Students will start out taking foundational science courses in biology, organic and inorganic chemistry, and anatomy and physiology. Then, when they move on to their major area of study, they will learn about animal management, animal cell and molecular biology, animal diseases, and genetics and breeding. Other required courses might include:
- Animal Welfare
- Animal Nutrition and Feeding
- Equine Science
- Beef Cattle Management
- Growth and Development of Domestic Animals
Common Career Paths
Animal science studies prepare students to work in fields related to animal care and management. Typically, graduates go on to work in the agricultural or wildlife animal management fields. They can also go on to enroll in graduate school to become veterinarians, geneticists, or related scientists. Some specific careers that animal science bachelor’s degree graduates can pursue include the following:
Farmers, Ranchers, and Other Agricultural Managers
- Expected Growth: -8%
- Average Annual Salary: $70,010
Farmers, ranchers, and agricultural managers own or work on land where they grow crops, raise livestock, and produce agricultural products, like milk, cheese, and eggs. These workers have historically learned how to perform their duties through experience, but agricultural managers are increasingly earning bachelor’s degrees in agriculture or a related area like animal science to prepare for the increasing complexity of farm and land management, according to the U.S. Bureau of Labor Statistics (BLS). The employment growth and salary figures above are provided by the BLS.

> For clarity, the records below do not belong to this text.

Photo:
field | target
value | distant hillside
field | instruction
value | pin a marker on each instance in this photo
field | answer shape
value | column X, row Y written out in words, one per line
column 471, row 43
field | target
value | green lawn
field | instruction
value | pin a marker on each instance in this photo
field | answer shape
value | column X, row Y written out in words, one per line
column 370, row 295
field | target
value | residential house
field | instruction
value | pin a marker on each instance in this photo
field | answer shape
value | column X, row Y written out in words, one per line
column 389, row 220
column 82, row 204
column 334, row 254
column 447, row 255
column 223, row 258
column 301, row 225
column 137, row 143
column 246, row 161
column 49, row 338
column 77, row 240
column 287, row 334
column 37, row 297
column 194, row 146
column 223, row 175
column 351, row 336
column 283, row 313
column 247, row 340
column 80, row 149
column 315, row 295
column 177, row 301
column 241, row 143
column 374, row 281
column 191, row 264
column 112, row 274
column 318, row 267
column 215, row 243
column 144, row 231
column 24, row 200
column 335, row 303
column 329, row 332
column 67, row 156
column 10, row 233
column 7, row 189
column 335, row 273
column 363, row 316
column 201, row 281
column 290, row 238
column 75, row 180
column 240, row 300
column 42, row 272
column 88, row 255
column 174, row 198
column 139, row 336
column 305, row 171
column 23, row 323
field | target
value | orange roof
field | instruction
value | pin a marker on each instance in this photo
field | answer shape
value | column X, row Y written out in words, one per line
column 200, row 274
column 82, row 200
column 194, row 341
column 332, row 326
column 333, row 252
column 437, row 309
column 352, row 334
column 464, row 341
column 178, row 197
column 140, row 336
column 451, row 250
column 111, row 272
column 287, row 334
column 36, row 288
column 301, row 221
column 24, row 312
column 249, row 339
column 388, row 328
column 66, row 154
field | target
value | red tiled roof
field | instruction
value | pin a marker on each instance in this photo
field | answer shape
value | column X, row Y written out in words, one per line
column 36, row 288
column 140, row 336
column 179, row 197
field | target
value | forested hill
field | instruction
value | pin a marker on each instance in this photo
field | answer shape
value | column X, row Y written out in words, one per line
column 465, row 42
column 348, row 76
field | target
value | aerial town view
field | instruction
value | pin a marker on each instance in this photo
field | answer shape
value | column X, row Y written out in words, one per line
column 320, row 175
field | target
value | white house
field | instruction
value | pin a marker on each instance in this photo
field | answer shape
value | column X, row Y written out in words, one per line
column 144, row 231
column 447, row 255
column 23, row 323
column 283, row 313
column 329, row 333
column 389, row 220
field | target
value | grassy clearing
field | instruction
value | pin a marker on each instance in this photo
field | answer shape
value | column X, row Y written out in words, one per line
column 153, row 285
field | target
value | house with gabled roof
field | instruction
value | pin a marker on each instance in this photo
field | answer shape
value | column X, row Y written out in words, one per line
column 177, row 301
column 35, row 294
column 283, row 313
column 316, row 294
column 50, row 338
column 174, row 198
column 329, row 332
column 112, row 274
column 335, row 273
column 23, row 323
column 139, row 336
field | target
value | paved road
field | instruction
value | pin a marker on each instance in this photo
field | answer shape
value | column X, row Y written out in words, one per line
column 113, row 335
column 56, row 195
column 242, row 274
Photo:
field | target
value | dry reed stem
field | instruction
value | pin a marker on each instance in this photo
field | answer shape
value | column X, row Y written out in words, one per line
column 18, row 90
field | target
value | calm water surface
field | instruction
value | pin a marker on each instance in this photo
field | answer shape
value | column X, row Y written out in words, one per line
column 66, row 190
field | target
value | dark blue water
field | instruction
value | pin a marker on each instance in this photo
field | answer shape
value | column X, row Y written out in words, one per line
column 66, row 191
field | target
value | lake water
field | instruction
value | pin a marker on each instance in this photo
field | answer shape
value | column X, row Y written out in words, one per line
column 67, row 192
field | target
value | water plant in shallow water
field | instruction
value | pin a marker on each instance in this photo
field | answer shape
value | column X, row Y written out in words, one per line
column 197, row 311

Zoologists and Wildlife Biologists
- Expected Growth: 7%
- Average Annual Salary: $61,880
Zoologists and wildlife biologists study animals either in their natural habitat, or in a controlled environment. Wildlife biologists may tag certain wild animals to keep track of their population and migration, while zoologists might provide assessments and take blood or urine samples to evaluate the health and nutrition of animals in captivity.
A minimum of a bachelor’s degree is required to find entry-level work in the field, but a graduate degree may be required to advance in this career, the BLS explained. The above employment growth and salary figures are available through the BLS.
Agricultural and Food Scientists
- Expected Growth: 10%
- Average Annual Salary: $58,450 (median income for 2010)
Agricultural and food scientists, an occupation that also includes animal scientists, study ways to make crops more productive, farm animals healthy and more plentiful, and ensure that food is safe for public consumption. They are most commonly employed by the research universities, the federal government, and private industry, according to the BLS. While the BLS stipulates that a minimum of a bachelor’s degree is required to enter the field, a Ph.D. is common for research careers. Salary and employment growth statistics were gathered from the BLS.
- Expected Growth: 36%
- Average Annual Salary: $91,250
Veterinarians provide medical care to animals, and their daily tasks include vaccinating, diagnosing, and treating animals, as well as providing surgical care and euthanasia as necessary. The vast majority of vets (77%) provide care for pets, but some vets specialize in working with horses or food animals, work for the government in animal inspection, or conduct research, according to the BLS.
While veterinarians must have a professional degree in veterinary medicine to become licensed, a bachelor’s degree in animal science can be an excellent undergraduate pathway to a program in veterinary medicine. The above job growth and salary figures were gathered from the BLS.
Veterinary Technologists and Technicians
- Expected Growth: 52%
- Average Annual Salary: $31,570
Vet techs assist veterinarians in providing routine animal health care, such as taking blood or stool samples to help diagnose a health condition, providing vaccinations or medications, taking X-rays, or even giving first aid to animals in emergency situations.
While vet techs typically must have an associate or bachelor’s degree in veterinary technology, experienced vet techs with associate degrees may decide to finish out a four-year degree in animal science in hopes of leveraging their experience for other careers with animals. The above employment growth and salary figures are provided by the BLS.